Business Day (Johannesburg)

South Africa: Vavi Tilts at Zuma Over 'Slow' Policy Progress

Amy Musgrave

4 November 2009


Johannesburg — CONGRESS of South African Trade Unions (Cosatu) general secretary Zwelinzima Vavi has criticised the Zuma administration's slow pace in implementing economic policies the African National Congress (ANC) and alliance partners had agreed to.

Vavi and Cosatu have been highly critical of the new administration, and led opposition to key discussion documents such as Minister in the Presidency Trevor Manuel 's green paper on a national planning commission.

The debate on policy has been blamed for the delay in implementation, which Manuel also warned of last week. At the SA Municipal Workers' Union congress in Bela-Bela yesterday, Vavi said seven months after the election of President Jacob Zuma 's administration "we are beginning to be nervous about the slow pace at which we are moving in this new direction".

"The public discourse is not based on how we must move fast in the new direction Polokwane spoke about, but is characterised by a combination of defence of the status quo in policy and turf battles that do not take us forward," Vavi said.

At the Polokwane conference of the ANC in December 2007, delegates voted for policies they described as radically different to the growth, employment and redistribution strategy championed by former president Thabo Mbeki and his administration.

Vavi said he wanted next weekend's alliance summit to clarify the role of all of those in the economic cluster, and resolve disputes over the National Planning Commission.

The summit is likely to see intense debate. Already senior ANC leaders such as treasurer Mathews Phosa have said SA will maintain its "conservative and sound" fiscal and monetary policies.

But Vavi said yesterday that the country had done little to tamper with its apartheid growth path.

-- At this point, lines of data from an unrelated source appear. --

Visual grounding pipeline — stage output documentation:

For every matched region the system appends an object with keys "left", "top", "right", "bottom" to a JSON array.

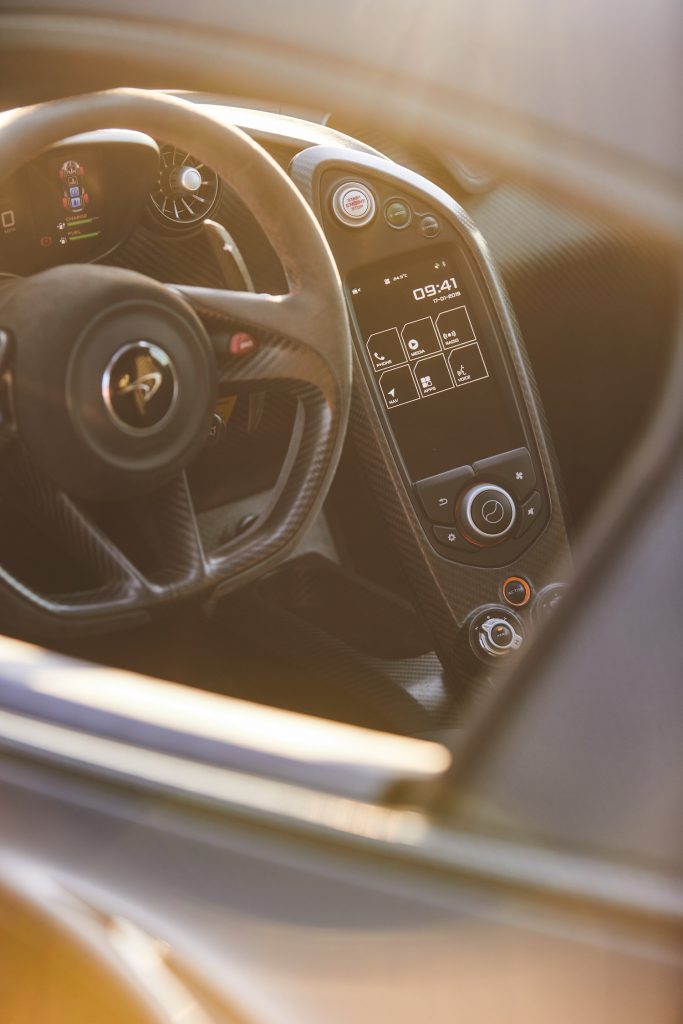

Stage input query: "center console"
[
  {"left": 290, "top": 148, "right": 570, "bottom": 682},
  {"left": 346, "top": 238, "right": 545, "bottom": 566}
]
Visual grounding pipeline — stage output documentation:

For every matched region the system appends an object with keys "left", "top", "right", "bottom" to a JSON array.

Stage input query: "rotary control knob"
[
  {"left": 459, "top": 482, "right": 516, "bottom": 545},
  {"left": 469, "top": 606, "right": 524, "bottom": 661},
  {"left": 168, "top": 165, "right": 203, "bottom": 195}
]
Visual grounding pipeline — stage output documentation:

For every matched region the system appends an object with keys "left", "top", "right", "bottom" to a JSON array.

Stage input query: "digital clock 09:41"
[{"left": 412, "top": 277, "right": 458, "bottom": 301}]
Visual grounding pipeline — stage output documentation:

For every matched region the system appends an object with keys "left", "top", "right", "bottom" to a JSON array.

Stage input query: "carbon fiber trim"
[
  {"left": 219, "top": 587, "right": 443, "bottom": 736},
  {"left": 290, "top": 147, "right": 571, "bottom": 691},
  {"left": 109, "top": 181, "right": 289, "bottom": 295}
]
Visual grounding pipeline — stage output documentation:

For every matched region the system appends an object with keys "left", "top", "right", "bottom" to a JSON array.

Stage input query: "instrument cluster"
[{"left": 0, "top": 130, "right": 161, "bottom": 276}]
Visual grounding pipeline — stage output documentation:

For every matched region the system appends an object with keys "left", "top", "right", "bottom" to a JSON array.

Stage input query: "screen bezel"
[{"left": 345, "top": 240, "right": 528, "bottom": 483}]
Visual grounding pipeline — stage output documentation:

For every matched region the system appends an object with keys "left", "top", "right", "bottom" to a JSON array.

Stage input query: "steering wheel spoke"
[
  {"left": 173, "top": 286, "right": 303, "bottom": 345},
  {"left": 1, "top": 445, "right": 146, "bottom": 608},
  {"left": 172, "top": 284, "right": 338, "bottom": 393},
  {"left": 74, "top": 471, "right": 207, "bottom": 600},
  {"left": 3, "top": 447, "right": 207, "bottom": 612},
  {"left": 134, "top": 471, "right": 206, "bottom": 592}
]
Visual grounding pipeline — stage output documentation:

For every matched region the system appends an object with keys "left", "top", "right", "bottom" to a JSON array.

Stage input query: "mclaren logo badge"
[
  {"left": 103, "top": 341, "right": 177, "bottom": 431},
  {"left": 116, "top": 370, "right": 163, "bottom": 404}
]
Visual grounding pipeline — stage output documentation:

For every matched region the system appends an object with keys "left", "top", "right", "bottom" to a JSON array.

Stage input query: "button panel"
[{"left": 415, "top": 446, "right": 546, "bottom": 561}]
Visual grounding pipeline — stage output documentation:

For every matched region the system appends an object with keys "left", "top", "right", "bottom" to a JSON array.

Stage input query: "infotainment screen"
[{"left": 347, "top": 243, "right": 525, "bottom": 480}]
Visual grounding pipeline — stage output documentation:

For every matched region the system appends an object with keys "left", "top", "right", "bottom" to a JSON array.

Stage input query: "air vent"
[{"left": 149, "top": 145, "right": 220, "bottom": 227}]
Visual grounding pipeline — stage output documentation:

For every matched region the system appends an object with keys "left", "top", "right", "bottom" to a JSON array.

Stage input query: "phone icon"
[{"left": 374, "top": 351, "right": 386, "bottom": 361}]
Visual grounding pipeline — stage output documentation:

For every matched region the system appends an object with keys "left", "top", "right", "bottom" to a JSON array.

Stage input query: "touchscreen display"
[{"left": 347, "top": 244, "right": 524, "bottom": 480}]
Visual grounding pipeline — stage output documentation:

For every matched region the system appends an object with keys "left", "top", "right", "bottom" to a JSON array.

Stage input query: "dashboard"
[
  {"left": 0, "top": 97, "right": 572, "bottom": 673},
  {"left": 5, "top": 92, "right": 666, "bottom": 677}
]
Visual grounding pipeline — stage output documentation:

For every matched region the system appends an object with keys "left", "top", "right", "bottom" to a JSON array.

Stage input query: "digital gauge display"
[
  {"left": 347, "top": 244, "right": 525, "bottom": 480},
  {"left": 26, "top": 150, "right": 103, "bottom": 253},
  {"left": 0, "top": 134, "right": 159, "bottom": 277},
  {"left": 0, "top": 148, "right": 105, "bottom": 271}
]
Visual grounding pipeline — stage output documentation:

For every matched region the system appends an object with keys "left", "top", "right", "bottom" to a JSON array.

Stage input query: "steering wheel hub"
[{"left": 3, "top": 263, "right": 216, "bottom": 501}]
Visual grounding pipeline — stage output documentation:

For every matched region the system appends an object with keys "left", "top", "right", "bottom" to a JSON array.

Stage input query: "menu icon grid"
[{"left": 366, "top": 310, "right": 488, "bottom": 409}]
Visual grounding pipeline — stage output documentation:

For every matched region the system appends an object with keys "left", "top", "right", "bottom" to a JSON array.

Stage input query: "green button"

"The worst mistake we can ever make is to continue blaming only the international economic crisis for our woes. It is true that failure to regulate the financial institutions and the massive inequalities worldwide are largely responsible for the crisis. But in SA we have been in any case sitting on a ticking bomb since the 1994 democratic breakthrough."

Vavi said it was important that the country's ambitious job-saving and job-creating measures were implemented. The labour federation would propose alternatives to the country's economic policy at the alliance summit because immediate measures needed to be taken to protect industries and prevent a "total" economic meltdown.

SA has shed almost 1-million jobs as a result of the recession this year, and has usurped Brazil as the most unequal society in the world.

He said that the government, the Reserve Bank, business and labour "must focus all their policies on saving jobs, creating new jobs, ending the job-loss bloodbath as rapidly as possible and getting the South African economy moving forward again. We will provide detailed proposals on how this can be done, as a way of placing the alliance as an autonomous centre for policy formulation."